I read a Cosmo magazine today; I didn’t mean too, it just kind of happened. Oh the shame. I was sitting in a health centre today waiting to get that cotton ball that got stuck in my ear flushed out, and while I was waiting a headline caught my eye “A New Kind of Date Rape You Must Know About” (which I also managed to find online) from an old September 2007 issue. ‘This looks like a good way to kill the next 5 or so minutes’ I thought to myself as I picked up the magazine and began perusing the article. In retrospect I should have resisted. I thought that by now Cosmo would be a little bit less sexist, but apparently I thought wrong.
Halfway through the first sentence I realized that the author of the article didn’t have a clue what she was talking about, and the content she was spewing out was not only absurd but blatantly misleading and harmful. The article was about “Grey Rape” which was defined as “sex that falls somewhere between consent and denial” and where it is impossible to tell if a woman consented or not. The author, Laura Stepp, uses some real-life experiences to explain “grey rape”.
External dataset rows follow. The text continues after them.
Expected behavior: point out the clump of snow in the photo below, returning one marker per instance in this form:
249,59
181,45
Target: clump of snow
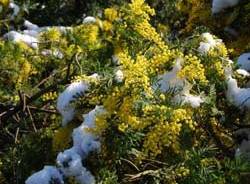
219,5
244,61
64,105
170,80
119,76
84,141
18,37
70,163
243,72
186,98
208,43
85,178
48,175
243,140
240,97
16,10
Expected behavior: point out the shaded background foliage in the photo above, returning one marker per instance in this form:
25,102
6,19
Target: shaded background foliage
26,151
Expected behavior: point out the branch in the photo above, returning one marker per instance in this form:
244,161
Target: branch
13,110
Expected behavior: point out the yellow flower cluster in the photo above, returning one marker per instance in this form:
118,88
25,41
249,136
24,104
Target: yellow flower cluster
52,34
193,69
182,171
62,137
110,14
164,134
135,74
107,26
49,96
24,73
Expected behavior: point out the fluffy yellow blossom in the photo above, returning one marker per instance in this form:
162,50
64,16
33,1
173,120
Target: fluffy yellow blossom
49,96
107,26
193,69
110,14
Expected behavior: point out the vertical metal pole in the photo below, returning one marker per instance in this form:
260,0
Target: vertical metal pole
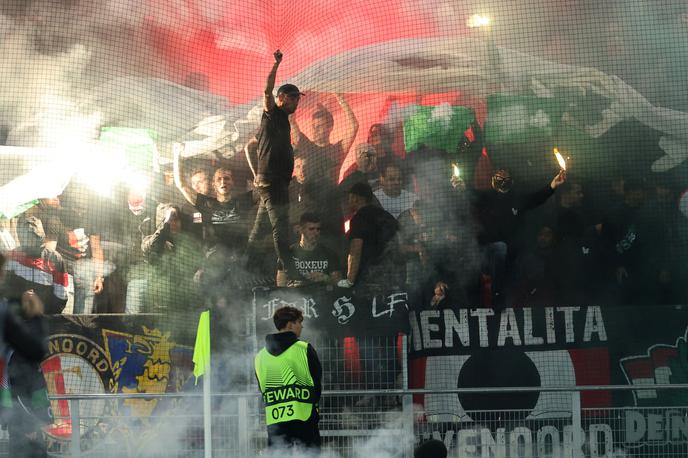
207,415
577,424
75,418
407,399
242,429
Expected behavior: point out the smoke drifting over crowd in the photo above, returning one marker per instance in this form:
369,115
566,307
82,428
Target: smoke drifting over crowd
97,96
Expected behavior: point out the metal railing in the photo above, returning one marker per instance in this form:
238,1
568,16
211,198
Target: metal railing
350,426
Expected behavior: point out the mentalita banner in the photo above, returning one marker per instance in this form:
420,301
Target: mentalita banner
115,354
335,312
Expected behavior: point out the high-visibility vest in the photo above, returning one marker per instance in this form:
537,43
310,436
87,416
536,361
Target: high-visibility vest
286,384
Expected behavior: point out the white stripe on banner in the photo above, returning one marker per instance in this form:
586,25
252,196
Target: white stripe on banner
30,273
442,372
555,369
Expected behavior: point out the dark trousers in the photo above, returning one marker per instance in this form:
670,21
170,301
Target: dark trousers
297,434
274,212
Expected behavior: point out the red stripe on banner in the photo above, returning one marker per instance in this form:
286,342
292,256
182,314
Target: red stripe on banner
639,368
662,355
400,348
41,264
469,134
52,369
352,357
417,378
592,368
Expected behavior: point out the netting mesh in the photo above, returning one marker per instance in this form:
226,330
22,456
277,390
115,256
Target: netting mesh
525,155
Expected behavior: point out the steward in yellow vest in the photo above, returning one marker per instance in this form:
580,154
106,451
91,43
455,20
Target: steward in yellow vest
289,376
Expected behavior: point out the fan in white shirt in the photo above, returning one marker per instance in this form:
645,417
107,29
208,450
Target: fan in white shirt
391,196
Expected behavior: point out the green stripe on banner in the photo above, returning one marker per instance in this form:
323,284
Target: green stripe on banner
18,210
521,118
439,127
139,145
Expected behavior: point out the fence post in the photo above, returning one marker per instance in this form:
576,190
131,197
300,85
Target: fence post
577,424
75,418
407,399
242,429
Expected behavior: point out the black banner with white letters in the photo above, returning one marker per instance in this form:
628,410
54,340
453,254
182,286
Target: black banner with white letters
337,312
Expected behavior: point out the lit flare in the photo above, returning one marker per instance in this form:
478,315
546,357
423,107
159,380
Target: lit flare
560,159
478,20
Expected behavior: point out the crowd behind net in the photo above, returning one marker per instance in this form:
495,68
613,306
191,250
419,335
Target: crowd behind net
126,127
126,130
425,101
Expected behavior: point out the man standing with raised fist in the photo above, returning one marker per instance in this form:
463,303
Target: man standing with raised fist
275,167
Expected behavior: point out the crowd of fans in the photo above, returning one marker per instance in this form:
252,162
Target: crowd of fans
397,220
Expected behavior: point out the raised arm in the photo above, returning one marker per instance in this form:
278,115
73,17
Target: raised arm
269,99
296,135
351,124
189,194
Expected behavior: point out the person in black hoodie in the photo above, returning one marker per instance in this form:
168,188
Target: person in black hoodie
291,389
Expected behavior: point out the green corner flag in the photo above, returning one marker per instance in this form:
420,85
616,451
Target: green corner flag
201,358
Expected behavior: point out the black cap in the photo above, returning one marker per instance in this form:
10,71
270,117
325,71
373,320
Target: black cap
289,89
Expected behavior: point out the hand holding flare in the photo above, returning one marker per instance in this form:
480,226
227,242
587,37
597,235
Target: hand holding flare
560,159
561,176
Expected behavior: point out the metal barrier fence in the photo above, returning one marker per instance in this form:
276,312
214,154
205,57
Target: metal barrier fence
367,410
391,429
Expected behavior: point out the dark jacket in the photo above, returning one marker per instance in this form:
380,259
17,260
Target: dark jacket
498,213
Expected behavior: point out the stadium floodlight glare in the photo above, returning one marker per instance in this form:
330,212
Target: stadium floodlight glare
478,20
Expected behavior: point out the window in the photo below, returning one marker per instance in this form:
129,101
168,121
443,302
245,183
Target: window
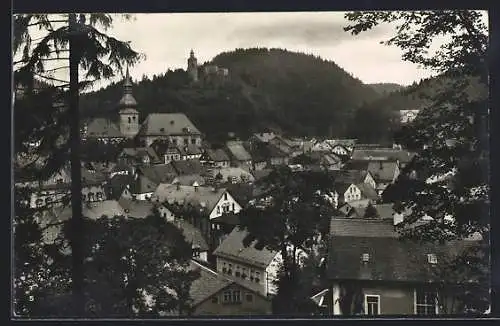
365,257
233,296
39,202
425,302
236,296
372,305
226,296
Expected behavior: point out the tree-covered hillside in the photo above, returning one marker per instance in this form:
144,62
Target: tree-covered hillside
375,121
297,93
386,88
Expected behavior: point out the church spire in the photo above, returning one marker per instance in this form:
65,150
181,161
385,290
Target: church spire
128,100
127,83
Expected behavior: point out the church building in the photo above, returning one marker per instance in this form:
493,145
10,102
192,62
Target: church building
174,127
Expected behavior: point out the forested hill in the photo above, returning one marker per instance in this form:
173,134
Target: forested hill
374,121
386,88
297,93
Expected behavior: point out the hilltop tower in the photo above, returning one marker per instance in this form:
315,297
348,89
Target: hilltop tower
193,67
129,116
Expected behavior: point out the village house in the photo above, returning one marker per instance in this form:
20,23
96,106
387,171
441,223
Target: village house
174,127
230,175
159,173
190,152
213,294
211,202
392,277
138,156
285,145
408,116
355,187
127,124
321,146
215,158
166,150
342,147
383,172
141,187
248,265
403,157
55,190
238,154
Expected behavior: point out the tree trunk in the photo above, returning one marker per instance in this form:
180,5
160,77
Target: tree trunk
76,183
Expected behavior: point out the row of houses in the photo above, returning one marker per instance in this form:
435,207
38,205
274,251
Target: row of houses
174,172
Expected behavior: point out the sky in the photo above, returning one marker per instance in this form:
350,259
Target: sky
167,38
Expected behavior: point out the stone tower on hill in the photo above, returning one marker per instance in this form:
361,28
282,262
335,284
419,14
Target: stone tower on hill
129,116
193,67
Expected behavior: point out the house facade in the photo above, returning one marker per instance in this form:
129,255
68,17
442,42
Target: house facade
214,294
173,127
248,264
383,274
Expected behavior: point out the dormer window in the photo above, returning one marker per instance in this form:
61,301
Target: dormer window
432,259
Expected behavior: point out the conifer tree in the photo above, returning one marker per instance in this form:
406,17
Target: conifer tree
450,137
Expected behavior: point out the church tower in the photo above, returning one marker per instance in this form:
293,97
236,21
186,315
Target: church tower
193,67
129,116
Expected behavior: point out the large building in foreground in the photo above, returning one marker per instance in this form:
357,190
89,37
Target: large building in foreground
175,127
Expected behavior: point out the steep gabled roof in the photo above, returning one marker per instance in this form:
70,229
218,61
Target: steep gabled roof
103,128
367,191
211,282
217,155
192,234
142,185
208,284
383,170
184,167
136,208
238,151
165,124
232,248
390,259
202,197
115,186
159,173
402,156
In one situation a woman was making out with a guy and after telling him straight up that she didn’t want it to proceed to sex, he pushed her down and penetrated her anyway. While the man was penetrating her she repeatedly told him to stop.
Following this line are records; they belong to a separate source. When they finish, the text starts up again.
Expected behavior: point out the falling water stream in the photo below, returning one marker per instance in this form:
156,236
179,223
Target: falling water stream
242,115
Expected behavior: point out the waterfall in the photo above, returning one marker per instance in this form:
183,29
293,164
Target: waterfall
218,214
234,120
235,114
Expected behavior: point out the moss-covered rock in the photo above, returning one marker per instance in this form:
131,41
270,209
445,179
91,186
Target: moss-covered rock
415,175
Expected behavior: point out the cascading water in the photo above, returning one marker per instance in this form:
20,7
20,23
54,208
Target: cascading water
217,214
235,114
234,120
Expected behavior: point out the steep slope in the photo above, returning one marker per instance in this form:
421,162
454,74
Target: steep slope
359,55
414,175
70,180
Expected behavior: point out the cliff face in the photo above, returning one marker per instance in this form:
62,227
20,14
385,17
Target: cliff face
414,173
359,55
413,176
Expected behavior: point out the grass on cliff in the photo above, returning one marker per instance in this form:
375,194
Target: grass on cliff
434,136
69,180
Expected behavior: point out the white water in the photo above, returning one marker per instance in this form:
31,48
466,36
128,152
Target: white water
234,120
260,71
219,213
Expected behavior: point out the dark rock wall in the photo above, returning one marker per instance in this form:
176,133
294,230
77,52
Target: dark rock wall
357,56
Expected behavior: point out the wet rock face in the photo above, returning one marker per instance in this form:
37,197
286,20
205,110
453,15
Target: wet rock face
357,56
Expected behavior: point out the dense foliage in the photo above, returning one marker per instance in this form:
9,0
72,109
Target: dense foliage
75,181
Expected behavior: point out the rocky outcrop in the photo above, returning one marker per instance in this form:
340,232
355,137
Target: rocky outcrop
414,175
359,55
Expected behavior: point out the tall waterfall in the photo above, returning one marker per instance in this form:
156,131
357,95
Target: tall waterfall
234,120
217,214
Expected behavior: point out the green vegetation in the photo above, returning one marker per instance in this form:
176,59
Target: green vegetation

In another scenario a woman was pinned down on a bed after inviting a man into her hotel room, and according to the woman, was sexually assaulted and had to struggle to escape.
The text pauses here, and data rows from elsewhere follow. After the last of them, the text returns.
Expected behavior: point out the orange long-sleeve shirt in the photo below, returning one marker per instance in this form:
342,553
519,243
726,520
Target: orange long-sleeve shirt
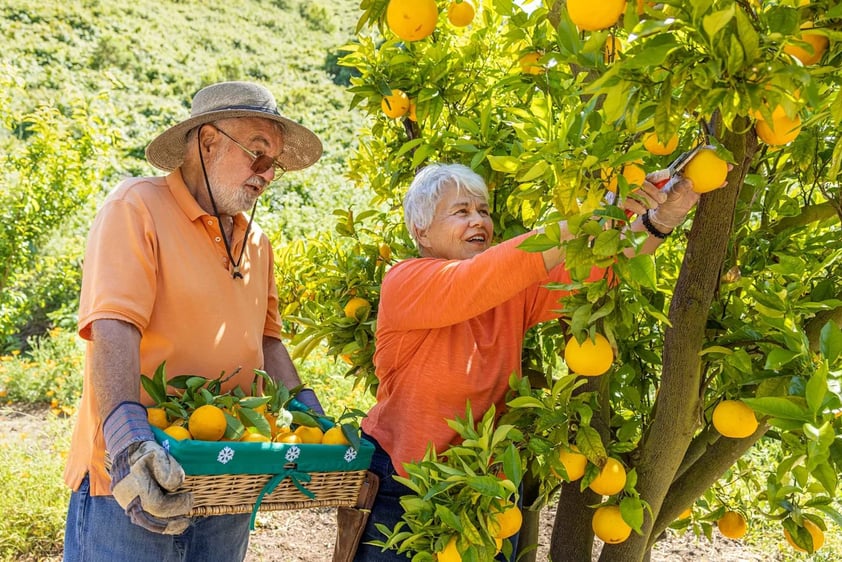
449,331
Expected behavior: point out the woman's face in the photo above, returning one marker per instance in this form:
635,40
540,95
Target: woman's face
461,227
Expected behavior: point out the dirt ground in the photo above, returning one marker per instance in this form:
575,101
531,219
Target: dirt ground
308,535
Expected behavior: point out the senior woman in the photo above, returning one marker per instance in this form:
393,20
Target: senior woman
451,323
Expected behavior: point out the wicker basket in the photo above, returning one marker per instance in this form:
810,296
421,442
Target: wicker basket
237,493
234,477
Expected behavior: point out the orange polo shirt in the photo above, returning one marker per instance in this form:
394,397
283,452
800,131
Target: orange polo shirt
449,331
155,259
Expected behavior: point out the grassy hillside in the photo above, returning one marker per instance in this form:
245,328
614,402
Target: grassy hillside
149,57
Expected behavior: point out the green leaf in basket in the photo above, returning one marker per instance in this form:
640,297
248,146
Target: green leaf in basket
207,396
352,434
195,382
253,401
284,418
250,418
180,381
302,418
234,429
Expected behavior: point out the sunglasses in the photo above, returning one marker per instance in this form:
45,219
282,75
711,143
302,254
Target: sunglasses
260,162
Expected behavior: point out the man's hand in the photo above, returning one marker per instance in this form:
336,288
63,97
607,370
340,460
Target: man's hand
143,478
143,474
678,201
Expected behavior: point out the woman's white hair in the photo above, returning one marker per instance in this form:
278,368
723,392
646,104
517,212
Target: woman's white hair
419,204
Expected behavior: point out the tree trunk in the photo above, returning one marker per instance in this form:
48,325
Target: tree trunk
572,538
701,475
676,418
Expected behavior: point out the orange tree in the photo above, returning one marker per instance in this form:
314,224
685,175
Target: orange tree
743,303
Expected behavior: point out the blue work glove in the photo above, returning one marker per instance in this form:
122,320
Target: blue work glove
307,397
143,474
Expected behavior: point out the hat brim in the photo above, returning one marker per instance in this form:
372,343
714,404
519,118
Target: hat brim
302,147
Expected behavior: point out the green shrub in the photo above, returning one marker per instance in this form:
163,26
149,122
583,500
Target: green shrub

And in another scenario a women passed out only to awaken to a man on top of her.
According to Laura Stepp what makes these assaults “grey rapes” instead of “rape” is that none of the women were forceful enough in making there objections known. As I finished reading the article I found it difficult to contain my rage as I thought to myself: “That’s not ‘grey rape’ you dickless misogynist pig that’s rape!”
And how could it not? It was clear from the women interviewed in the article that they were forced into sex, each said no, and each one was physically overcome – with the exception of a woman who was unconscious. Now, I’m not a lawyer but, from what I read it sure sounded like "rape" to me, not "sex," not "grey rape", but rape.
Let’s look at it this way. If someone was attempting to murder you, but you blacked out from shock before they repeatedly bludgeoned you, would that be “grey-murder?” Or does this whole grey area only exist when it comes to sexual assault against women? I was under the impression that regardless of whether you’re drunk, already making out, on a date, or whatever, saying “no” means just that. Logic like this “grey rape” just aids in exonerating men from their culpability in violent sexual crimes, as well as perpetuating the kind of silence and denial that helps foster rape and abuse.